Afinal, quando é que os pais devem começar a investir na educação dos seus filhos? A conclusão do economista americano James Heckman, que recebeu o Prémio Nobel em 2000, é que quanto mais cedo os estímulos educacionais forem dados, maior será a probabilidade de uma criança se tornar bem sucedida no futuro. Os estudiosos de psicologia e pedagogia concordam: estimular as crianças desde a primeira infância – entre 0 e 6 anos – é fundamental para o desenvolvimento da capacidade de aprendizado no futuro.

“A criança precisa de duas coisas complementares: o afecto em casa e o estímulo para se desenvolver em diversas áreas”, diz Zena Eisenberg, professora da PUC-Rio e doutora em Psicologia do Desenvolvimento Humano.

Os bebés precisam de afecto para criar uma base e ter segurança emocional. Para complementar os estímulos recebidos em casa, as creches devem deixar de ser um local onde os pais largam os seus filhos para ir trabalhar, e transformar-se num espaço voltado para a aprendizagem.

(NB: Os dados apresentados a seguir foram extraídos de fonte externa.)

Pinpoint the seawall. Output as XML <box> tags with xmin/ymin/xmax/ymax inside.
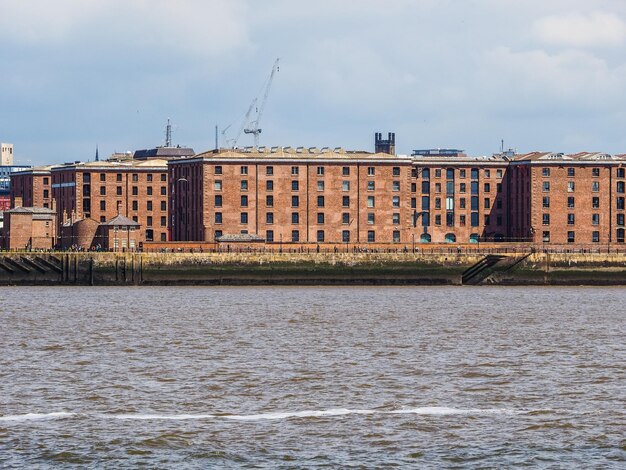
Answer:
<box><xmin>0</xmin><ymin>252</ymin><xmax>626</xmax><ymax>286</ymax></box>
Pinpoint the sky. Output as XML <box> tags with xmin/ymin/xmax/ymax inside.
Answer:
<box><xmin>0</xmin><ymin>0</ymin><xmax>626</xmax><ymax>165</ymax></box>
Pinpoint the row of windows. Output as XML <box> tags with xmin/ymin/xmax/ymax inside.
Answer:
<box><xmin>215</xmin><ymin>165</ymin><xmax>400</xmax><ymax>176</ymax></box>
<box><xmin>541</xmin><ymin>167</ymin><xmax>625</xmax><ymax>178</ymax></box>
<box><xmin>541</xmin><ymin>213</ymin><xmax>604</xmax><ymax>225</ymax></box>
<box><xmin>215</xmin><ymin>212</ymin><xmax>400</xmax><ymax>225</ymax></box>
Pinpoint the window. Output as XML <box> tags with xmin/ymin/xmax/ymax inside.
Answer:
<box><xmin>446</xmin><ymin>212</ymin><xmax>454</xmax><ymax>227</ymax></box>
<box><xmin>470</xmin><ymin>212</ymin><xmax>478</xmax><ymax>227</ymax></box>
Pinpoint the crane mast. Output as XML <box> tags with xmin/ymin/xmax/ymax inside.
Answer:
<box><xmin>243</xmin><ymin>59</ymin><xmax>280</xmax><ymax>147</ymax></box>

“A educação de uma criança não começa na fase da alfabetização. A família e os professores da creche devem estar atentos às necessidades de um bebé e tratá-lo como um ser que se comunica e interage”, diz Silvia Zornig, presidente da Associação Brasileira de Estudos sobre o Bebé (Abebé).

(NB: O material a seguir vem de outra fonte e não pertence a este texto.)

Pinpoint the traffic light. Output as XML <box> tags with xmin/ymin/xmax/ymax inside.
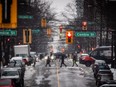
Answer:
<box><xmin>41</xmin><ymin>18</ymin><xmax>46</xmax><ymax>28</ymax></box>
<box><xmin>82</xmin><ymin>21</ymin><xmax>87</xmax><ymax>30</ymax></box>
<box><xmin>66</xmin><ymin>31</ymin><xmax>74</xmax><ymax>44</ymax></box>
<box><xmin>23</xmin><ymin>29</ymin><xmax>32</xmax><ymax>44</ymax></box>
<box><xmin>0</xmin><ymin>0</ymin><xmax>17</xmax><ymax>28</ymax></box>
<box><xmin>47</xmin><ymin>28</ymin><xmax>52</xmax><ymax>37</ymax></box>
<box><xmin>59</xmin><ymin>25</ymin><xmax>63</xmax><ymax>33</ymax></box>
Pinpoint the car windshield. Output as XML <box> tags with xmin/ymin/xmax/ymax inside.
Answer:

Em casa, os pais devem conversar com a criança, estimulando os sentidos cognitivo e afectivo. Assim, explicam os especialistas, a criança começa a desenvolver os elementos para que possa formar a sua inteligência.

Como nos primeiros anos de vida a criança aprende principalmente através de música e elementos visuais, o estímulo deve acontecer de forma lúdica. As creches e escolas devem adaptar-se a isso com móveis grandes, objectos coloridos e materiais de encaixar que desenvolvem a motricidade e a coordenação motora do aprendiz.

“Nesta faixa etária, a criança está reconhecendo o mundo. Nós trabalhamos com actividades corporais, experimentação e exploração dos espaços para as estimular”, conta Cíntia Freitas, coordenadora pedagógica da educação infantil da Rede Miraflores.

Para os pais, além da preocupação com a segurança, é indispensável saber que o seu filho está sob os cuidados de profissionais capacitados.

“A minha filha, quando chega em casa, repete com as bonecas o que fez na escola. Assim, eu acompanho de perto a sua aprendizagem”, conta Lúcia Tavares, mãe de Carolina, três anos e meio, na escola desde quando tinha apenas quatro meses de idade.

Prioridade para a educação

Actualmente, 115.072 crianças estão inscritas nas creches e pré-escolas da rede municipal. Ainda existem outras 20 mil na lista de espera por uma vaga. Para diminuir a desfasagem, a Secretaria Municipal de Educação (SME) tem desenvolvido projectos voltados para a educação infantil, o que vem sendo encarado com prioridade.

“A nossa meta é gerar 30 mil vagas em creches e 80 mil em pré-escolas nos próximos três anos”, defende Maria Eduarda Falcão, responsável pela educação infantil na rede municipal.

Além disso, foram criados os Espaços de Desenvolvimento Infantil (EDIs), onde a criança é colocada em contacto com livros e materiais apropriados desde cedo, além da presença de um agente de saúde. Outro objectivo do órgão é fortalecer a comunicação com os pais e a presença deles nas escolas.